I also personally am against making it random, and am going to throw out my suggestion on how to go about it.
Instead of each shot just winning or losing, each shot has HP equal to its caliber. When two shots collide, the shot with larger caliber loses HP equal to an amount based on the losing shot's caliber. The smaller the losing shot is compared to the winning shot, the less damage the winning shot receives (even 100 pistol shots won't beat a tank). If a shot wins enough clashes that its HP reaches 0, it will be destroyed along with the final shot unless it was of high enough caliber to win anyway. If two colliding shots are equal in caliber or close enough, they both should be destroyed.
This might sound a little complicated but it's really as simple as "you can damage enemy shots to shoot them down, but instead of using the spell's damage stat it goes by the caliber."
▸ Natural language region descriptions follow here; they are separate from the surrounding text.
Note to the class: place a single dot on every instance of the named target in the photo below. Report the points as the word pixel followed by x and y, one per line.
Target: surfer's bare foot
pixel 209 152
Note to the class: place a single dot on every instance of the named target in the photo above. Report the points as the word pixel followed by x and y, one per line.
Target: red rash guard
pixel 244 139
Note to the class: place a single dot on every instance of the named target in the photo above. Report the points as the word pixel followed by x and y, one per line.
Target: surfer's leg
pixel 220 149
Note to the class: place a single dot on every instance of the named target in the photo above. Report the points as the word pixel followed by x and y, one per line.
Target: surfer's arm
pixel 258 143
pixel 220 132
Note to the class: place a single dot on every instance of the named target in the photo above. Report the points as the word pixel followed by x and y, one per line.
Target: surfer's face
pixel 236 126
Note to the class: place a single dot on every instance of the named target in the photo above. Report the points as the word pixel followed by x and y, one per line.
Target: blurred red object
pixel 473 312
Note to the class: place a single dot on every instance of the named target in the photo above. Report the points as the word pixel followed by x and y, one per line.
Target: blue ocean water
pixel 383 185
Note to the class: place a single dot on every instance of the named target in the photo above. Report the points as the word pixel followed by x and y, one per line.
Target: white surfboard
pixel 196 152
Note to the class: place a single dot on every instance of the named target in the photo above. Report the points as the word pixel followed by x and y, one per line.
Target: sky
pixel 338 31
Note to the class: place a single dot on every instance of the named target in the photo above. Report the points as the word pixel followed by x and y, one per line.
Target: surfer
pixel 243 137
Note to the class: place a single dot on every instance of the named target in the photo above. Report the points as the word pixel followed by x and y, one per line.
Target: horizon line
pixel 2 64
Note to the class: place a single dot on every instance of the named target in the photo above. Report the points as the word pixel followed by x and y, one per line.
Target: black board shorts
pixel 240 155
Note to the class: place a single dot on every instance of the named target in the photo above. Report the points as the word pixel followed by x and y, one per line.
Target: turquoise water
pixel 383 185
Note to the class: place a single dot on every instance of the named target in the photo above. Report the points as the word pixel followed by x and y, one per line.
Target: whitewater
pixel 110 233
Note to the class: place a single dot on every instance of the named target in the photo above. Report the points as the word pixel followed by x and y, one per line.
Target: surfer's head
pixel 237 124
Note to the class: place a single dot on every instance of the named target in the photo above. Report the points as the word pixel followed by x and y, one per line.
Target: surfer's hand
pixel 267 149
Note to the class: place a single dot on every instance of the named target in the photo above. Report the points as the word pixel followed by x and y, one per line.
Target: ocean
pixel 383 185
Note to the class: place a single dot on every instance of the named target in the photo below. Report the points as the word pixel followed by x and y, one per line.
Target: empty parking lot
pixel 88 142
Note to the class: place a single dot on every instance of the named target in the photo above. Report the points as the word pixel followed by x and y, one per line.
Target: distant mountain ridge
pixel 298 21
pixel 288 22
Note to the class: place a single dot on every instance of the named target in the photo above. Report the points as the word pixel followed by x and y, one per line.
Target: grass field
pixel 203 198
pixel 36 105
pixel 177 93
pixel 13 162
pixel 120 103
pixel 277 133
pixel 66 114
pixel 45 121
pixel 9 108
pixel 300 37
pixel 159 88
It's not a bad idea, but I can think of multiple problems with this one.
First, there's the obvious balance issues..... something that's probably beyond solving this close to release. A major change like that seems very.... heavy.... for such a late point in the beta. I can guess at alot of not foreseen problems popping up with all sorts of spells because of this.
But the other problem is more of how it would work compared to how the current system works. In the current system, let's say, it's me VS a monster that fires out a steady stream of shots at me, whichever monster that might be. In the current system, if I have a higher caliber, I can pop the thing's shots, and bam, it's done. But with an HP system.... it ends up being more like "stand there and keep firing until they EVENTUALLY get through", because you'd have to lower the HP of each shot before they'd break. The challenge here doesnt really increase because of this, it simply takes longer. A system like this is also likely to be completely useless against any enemy that moves too much; you can count on it for enemies that DONT move much, because you know where their bullet stream is going to be, but lots of enemies DO move alot, and often rather erratically... against these foes, there's no point in worrying about caliber if it cant break through in one go, as with a slower system, by the time you break the shots, they're already gone (as in, the enemy has moved to a new position, requiring you to change your aim now). It's simpler just to dodge and hit the enemy directly. Even simple wall crawlers would cause this to sorta break down. I'm not going to try to use shots defensively against enemy bullets either if it takes more than a single strike to pop the shots, either, because that means more time spent firing at the enemy bullets JUST to break them, while other things are still going on and potentially attacking me....
Part of this is as always my own general absolute lack of patience, so keep that in mind, but those are the problems I see with that idea. I would honestly probably just ignore the whole system after a change like that. Doing anything that involves any randomness also is one that seems like it'd be a mistake.